On 10/30/18 1:25 PM, Clark Boylan wrote:
On Tue, Oct 30, 2018, at 10:42 AM, Alex Schultz wrote:
On Tue, Oct 30, 2018 at 11:36 AM Ben Nemec <openst...@nemebean.com> wrote:

Tagging with tripleo since my suggestion below is specific to that project.

On 10/30/18 11:03 AM, Clark Boylan wrote:
Hello everyone,

A little while back I sent email explaining how the gate queues work and how 
fixing bugs helps us test and merge more code. All of this still is still true 
and we should keep pushing to improve our testing to avoid gate resets.

Last week we migrated Zuul and Nodepool to a new Zookeeper cluster. In the 
process of doing this we had to restart Zuul which brought in a new logging 
feature that exposes node resource usage by jobs. Using this data I've been 
able to generate some report information on where our node demand is going. 
This change [0] produces this report [1].

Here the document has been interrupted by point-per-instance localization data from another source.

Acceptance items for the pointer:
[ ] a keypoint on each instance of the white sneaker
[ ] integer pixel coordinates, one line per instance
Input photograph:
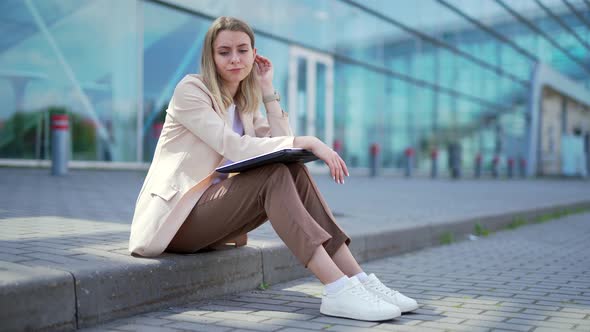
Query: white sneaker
(354, 301)
(375, 286)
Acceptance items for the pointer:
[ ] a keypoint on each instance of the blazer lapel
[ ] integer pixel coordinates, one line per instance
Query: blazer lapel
(248, 123)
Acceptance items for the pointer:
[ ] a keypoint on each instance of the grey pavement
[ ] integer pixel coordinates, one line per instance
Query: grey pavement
(63, 247)
(535, 278)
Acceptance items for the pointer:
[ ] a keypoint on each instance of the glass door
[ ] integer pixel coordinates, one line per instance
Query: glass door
(311, 94)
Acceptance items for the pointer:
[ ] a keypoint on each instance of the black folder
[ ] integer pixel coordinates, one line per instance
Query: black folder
(285, 156)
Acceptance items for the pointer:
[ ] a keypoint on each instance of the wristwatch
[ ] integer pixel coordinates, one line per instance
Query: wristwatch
(269, 98)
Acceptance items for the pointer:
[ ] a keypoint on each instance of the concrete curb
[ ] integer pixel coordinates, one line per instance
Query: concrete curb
(36, 299)
(49, 299)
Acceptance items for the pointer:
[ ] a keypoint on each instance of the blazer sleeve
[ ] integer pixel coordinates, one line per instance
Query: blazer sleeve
(193, 108)
(274, 125)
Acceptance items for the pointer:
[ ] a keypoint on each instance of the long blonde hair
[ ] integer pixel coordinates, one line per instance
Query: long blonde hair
(247, 97)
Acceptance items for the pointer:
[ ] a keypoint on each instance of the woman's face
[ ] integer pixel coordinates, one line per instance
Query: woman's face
(233, 55)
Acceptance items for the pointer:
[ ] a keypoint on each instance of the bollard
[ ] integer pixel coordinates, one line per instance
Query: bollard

As with optimizing software we want to identify which changes will have the 
biggest impact and to be able to measure whether or not changes have had an 
impact once we have made them. Hopefully this information is a start at doing 
that. Currently we can only look back to the point Zuul was restarted, but we 
have a thirty day log rotation for this service and should be able to look at a 
month's worth of data going forward.

Looking at the data you might notice that Tripleo is using many more node 
resources than our other projects. They are aware of this and have a plan [2] 
to reduce their resource consumption. We'll likely be using this report 
generator to check progress of this plan over time.

I know at one point we had discussed reducing the concurrency of the
tripleo gate to help with this. Since tripleo is still using >50% of the
resources it seems like maybe we should revisit that, at least for the
short-term until the more major changes can be made? Looking through the
merge history for tripleo projects I don't see a lot of cases (any, in
fact) where more than a dozen patches made it through anyway*, so I
suspect it wouldn't have a significant impact on gate throughput, but it
would free up quite a few nodes for other uses.


It's the failures in gate and resets.  At this point I think it would
be a good idea to turn down the concurrency of the tripleo queue in
the gate if possible. As of late it's been timeouts but we've been
unable to track down why it's timing out specifically.  I personally
have a feeling it's the container download times since we do not have
a local registry available and are only able to leverage the mirrors
for some levels of caching. Unfortunately we don't get the best
information about this out of docker (or the mirrors) and it's really
hard to determine what exactly makes things run a bit slower.

We actually tried this not too long ago 
https://git.openstack.org/cgit/openstack-infra/project-config/commit/?id=22d98f7aab0fb23849f715a8796384cffa84600b
 but decided to revert it because it didn't decrease the check queue backlog 
significantly. We were still running at several hours behind most of the time.

I'm surprised to hear that. Counting the tripleo jobs in the gate at
positions 11-20 right now, I see around 84 nodes tied up in long-running
jobs and another 32 for shorter unit test jobs. The latter probably
don't have much impact, but the former is a non-trivial amount. It may
not erase the entire 2300+ job queue that we have right now, but it
seems like it should help.


If we want to set up better monitoring and measuring and try it again we can do 
that. But we probably want to measure queue sizes with and without the change 
like that to better understand if it helps.

This seems like good information to start capturing, otherwise we are
kind of just guessing. Is there something in infra already that we could
use or would it need to be new tooling?

Digging around in graphite we currently track mean in pipelines. This is 
probably a reasonable metric to use for this specific case.

Looking at the check queue [3] shows the mean time enqueued in check during the rough 
period window floor was 10 and [4] shows it since then. The 26th and 27th are bigger 
peaks than previously seen (possibly due to losing inap temporarily) but otherwise a 
queue backlog of ~200 minutes was "normal" in both time periods.

[3] 
http://graphite.openstack.org/render/?from=20181015&until=20181019&target=scale(stats.timers.zuul.tenant.openstack.pipeline.check.resident_time.mean,%200.00001666666)
[4] 
http://graphite.openstack.org/render/?from=20181019&until=20181030&target=scale(stats.timers.zuul.tenant.openstack.pipeline.check.resident_time.mean,%200.00001666666)

You should be able to change check to eg gate or other queue names and poke 
around more if you like. Note the scale factor scales from milliseconds to 
minutes.

Clark


Cool, thanks. Seems like things have been better for the past couple of days, but I'll keep this in my back pocket for future reference.